Figure 1: Example of E9.5 Shh-Cre; Rosa26 mTmG stained, embedded, and sectioned embryo. (A) A single embryo in a 12-well plate, embedded in 4% LMP agarose. (B) Example of a correctly oriented embryo within the agarose block cut down to size for vibratome mounting. Excess agarose block is present along the bottom. (C) Bright field image of 100 µm thick embryo section embedded in LMP agarose. (D) Immunofluorescence imaging of a section after removal of agarose. Anti-GFP-stained mGFP (green) represents Shh-expressing cells in the tissue, with other cell lineages expressing membrane Tomato (red), DAPI in blue. Neural tube (bracket) and mGFP-positive notochord (arrow) are clearly visible. Scale bars = 1 cm (A), 5 mm (B), and 100 µm (C,D). Abbreviations: LMP = low melting point; mGFP = membrane green fluorescent protein; Shh = Sonic Hedgehog; DAPI = 4',6-diamidino-2-phenylindole. Please click here to view a larger version of this figure.
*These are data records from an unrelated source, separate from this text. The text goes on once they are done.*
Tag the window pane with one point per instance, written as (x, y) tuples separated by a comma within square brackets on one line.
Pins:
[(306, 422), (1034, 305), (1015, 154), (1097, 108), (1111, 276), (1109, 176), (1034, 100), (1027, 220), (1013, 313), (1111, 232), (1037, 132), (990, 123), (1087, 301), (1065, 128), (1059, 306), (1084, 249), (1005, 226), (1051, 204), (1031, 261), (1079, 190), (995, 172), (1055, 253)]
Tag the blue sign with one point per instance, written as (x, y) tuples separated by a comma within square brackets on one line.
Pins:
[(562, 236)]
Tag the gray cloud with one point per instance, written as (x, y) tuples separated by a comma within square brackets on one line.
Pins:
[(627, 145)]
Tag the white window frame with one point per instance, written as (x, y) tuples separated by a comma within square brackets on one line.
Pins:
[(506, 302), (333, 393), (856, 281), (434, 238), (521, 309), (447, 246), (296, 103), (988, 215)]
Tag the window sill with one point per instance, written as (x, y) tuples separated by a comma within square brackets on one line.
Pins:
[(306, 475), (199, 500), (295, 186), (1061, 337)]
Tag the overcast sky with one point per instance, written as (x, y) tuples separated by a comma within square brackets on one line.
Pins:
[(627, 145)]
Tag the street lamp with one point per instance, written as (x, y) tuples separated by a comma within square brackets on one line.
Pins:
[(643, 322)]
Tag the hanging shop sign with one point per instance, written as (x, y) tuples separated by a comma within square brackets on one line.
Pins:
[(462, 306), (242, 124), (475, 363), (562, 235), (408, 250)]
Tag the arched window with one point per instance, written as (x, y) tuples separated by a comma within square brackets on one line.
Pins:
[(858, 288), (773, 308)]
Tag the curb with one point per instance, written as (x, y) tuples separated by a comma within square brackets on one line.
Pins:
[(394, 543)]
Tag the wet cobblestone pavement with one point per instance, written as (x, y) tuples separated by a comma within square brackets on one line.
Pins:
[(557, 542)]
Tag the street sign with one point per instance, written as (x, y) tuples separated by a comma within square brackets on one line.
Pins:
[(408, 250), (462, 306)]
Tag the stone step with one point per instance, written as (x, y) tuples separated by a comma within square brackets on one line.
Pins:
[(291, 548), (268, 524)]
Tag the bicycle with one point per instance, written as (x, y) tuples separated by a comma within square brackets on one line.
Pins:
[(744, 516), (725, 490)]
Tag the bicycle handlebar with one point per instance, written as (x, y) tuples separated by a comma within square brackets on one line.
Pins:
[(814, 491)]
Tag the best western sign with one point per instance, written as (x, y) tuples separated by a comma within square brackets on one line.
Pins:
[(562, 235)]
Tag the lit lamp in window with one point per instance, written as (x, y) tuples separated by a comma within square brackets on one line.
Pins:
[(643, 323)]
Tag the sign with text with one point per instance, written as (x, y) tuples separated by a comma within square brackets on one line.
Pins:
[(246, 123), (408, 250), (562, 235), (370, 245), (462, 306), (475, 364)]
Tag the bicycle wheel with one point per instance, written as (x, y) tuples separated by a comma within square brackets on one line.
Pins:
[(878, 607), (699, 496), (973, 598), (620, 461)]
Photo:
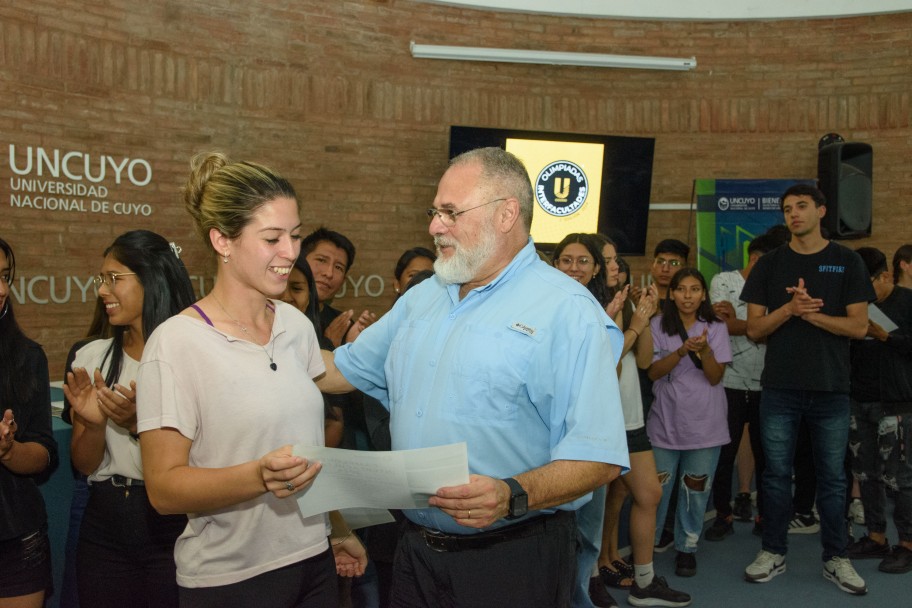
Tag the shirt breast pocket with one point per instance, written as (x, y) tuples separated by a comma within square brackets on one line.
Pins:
[(490, 381)]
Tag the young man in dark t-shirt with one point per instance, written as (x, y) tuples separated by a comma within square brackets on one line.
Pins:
[(807, 299)]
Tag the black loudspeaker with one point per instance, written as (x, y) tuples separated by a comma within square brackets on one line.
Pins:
[(844, 176)]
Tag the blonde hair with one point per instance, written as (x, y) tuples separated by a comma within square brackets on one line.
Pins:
[(224, 195)]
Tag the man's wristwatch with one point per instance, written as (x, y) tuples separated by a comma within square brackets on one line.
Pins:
[(519, 500)]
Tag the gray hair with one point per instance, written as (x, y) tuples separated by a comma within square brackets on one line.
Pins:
[(501, 170)]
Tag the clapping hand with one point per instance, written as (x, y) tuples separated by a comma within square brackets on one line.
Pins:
[(83, 396), (7, 433)]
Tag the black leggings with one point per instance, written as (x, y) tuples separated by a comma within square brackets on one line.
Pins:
[(125, 554)]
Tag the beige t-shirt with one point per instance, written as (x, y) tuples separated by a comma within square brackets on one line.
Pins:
[(219, 392), (121, 455)]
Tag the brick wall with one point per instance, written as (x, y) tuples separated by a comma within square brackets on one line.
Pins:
[(327, 93)]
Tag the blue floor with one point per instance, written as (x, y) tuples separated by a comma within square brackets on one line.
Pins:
[(720, 583)]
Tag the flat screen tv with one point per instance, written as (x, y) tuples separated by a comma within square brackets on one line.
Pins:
[(580, 183)]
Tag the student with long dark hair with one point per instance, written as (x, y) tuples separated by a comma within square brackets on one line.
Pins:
[(579, 256), (638, 575), (411, 262), (902, 266), (687, 423), (124, 556), (27, 451)]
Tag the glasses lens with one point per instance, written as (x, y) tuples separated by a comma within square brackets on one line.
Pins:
[(447, 217)]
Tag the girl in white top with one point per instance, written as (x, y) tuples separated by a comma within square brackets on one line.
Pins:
[(225, 389), (124, 556), (641, 482)]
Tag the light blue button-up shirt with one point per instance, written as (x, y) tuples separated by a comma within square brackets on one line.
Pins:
[(522, 369)]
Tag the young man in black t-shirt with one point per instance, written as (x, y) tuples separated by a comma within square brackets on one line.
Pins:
[(807, 299)]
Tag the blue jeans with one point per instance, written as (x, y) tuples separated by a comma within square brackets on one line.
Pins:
[(882, 456), (590, 518), (674, 465), (827, 418)]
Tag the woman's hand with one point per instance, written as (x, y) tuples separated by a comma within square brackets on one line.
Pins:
[(617, 303), (699, 344), (83, 396), (283, 474), (351, 557), (7, 434), (119, 404)]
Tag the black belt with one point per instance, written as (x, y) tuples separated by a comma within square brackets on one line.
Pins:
[(449, 543), (119, 481)]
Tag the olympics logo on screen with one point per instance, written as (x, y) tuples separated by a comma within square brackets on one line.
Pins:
[(561, 188)]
Figure 2: Example of cryostat-sectioned neural tube floor plate and notochord with fragmented membrane extensions. (A) 20 µm thick E9.5 Shh-Cre; Rosa26 mTmG19,20,21 section stained for GFP (green), F-actin (red), and DAPI (blue). mGFP puncta are visible between the notochord and floorplate (arrowhead) and (B,B') migrating between adjacent cells of the neural tube. (C,C') F-actin staining fails to detect any clear cytonemes on mesenchymal cells surrounding the neural tube (arrow). Scale bars = 20 µm. Abbreviations: mGFP = membrane green fluorescent protein; Shh = Sonic Hedgehog; DAPI = 4',6-diamidino-2-phenylindole. Please click here to view a larger version of this figure.
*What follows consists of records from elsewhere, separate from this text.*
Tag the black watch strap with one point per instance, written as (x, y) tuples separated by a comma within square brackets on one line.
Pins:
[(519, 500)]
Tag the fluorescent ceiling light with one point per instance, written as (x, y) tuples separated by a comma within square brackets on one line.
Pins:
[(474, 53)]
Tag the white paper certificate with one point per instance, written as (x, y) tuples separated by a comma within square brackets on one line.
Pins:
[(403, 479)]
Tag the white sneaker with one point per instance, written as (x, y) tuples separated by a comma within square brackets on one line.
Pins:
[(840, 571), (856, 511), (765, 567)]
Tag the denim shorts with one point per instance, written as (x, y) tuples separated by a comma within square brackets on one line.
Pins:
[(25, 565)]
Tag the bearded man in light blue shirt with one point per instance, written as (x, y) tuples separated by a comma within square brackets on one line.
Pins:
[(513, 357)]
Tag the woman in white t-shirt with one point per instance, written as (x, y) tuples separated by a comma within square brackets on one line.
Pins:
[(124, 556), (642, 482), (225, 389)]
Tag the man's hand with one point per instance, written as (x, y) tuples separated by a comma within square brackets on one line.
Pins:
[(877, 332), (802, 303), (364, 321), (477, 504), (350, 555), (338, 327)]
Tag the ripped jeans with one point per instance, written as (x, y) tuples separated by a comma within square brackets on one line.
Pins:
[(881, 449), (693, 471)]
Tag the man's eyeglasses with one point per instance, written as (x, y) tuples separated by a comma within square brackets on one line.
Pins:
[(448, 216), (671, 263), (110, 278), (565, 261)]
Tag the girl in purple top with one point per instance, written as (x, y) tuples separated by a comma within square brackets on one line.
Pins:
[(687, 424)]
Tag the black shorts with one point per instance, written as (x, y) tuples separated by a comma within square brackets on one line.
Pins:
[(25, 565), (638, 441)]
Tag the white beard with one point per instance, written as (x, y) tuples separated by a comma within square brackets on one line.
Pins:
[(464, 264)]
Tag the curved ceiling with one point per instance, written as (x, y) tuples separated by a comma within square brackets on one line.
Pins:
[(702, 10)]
Figure 3: Examples of optimal and suboptimal vibratome tissue sections and staining of the neural tube floor plate, notochord, and surrounding cells. Examples of delicately handled sections (A,C), compared to (B) a folded tissue section and (D) a poorly handled section from a Shh-Cre; Rosa26 mTmG and a ShhGFP/+ embryo19,20,21. Optimally handled sections allow detection of cytonemes between adjacently localized floor plate neural epithelial cells (A, arrowheads). Neural tube adjacent notochord (A, mGFP-expressing) and mesenchymal cells (A, arrow) should be visible. (C,D) F-actin- and DAPI-stained sections should have consistent spacing of mesenchymal cells and F-actin-based cytonemes (arrows) surrounding the neural tube and notochord (C). Any minor folding or disruption of the sections can cause gaps and broken F-actin fragments (D, arrowheads). Scale bars = 10 µm. Abbreviations: mGFP = membrane green fluorescent protein; Shh = Sonic Hedgehog; DAPI = 4',6-diamidino-2-phenylindole. Please click here to view a larger version of this figure.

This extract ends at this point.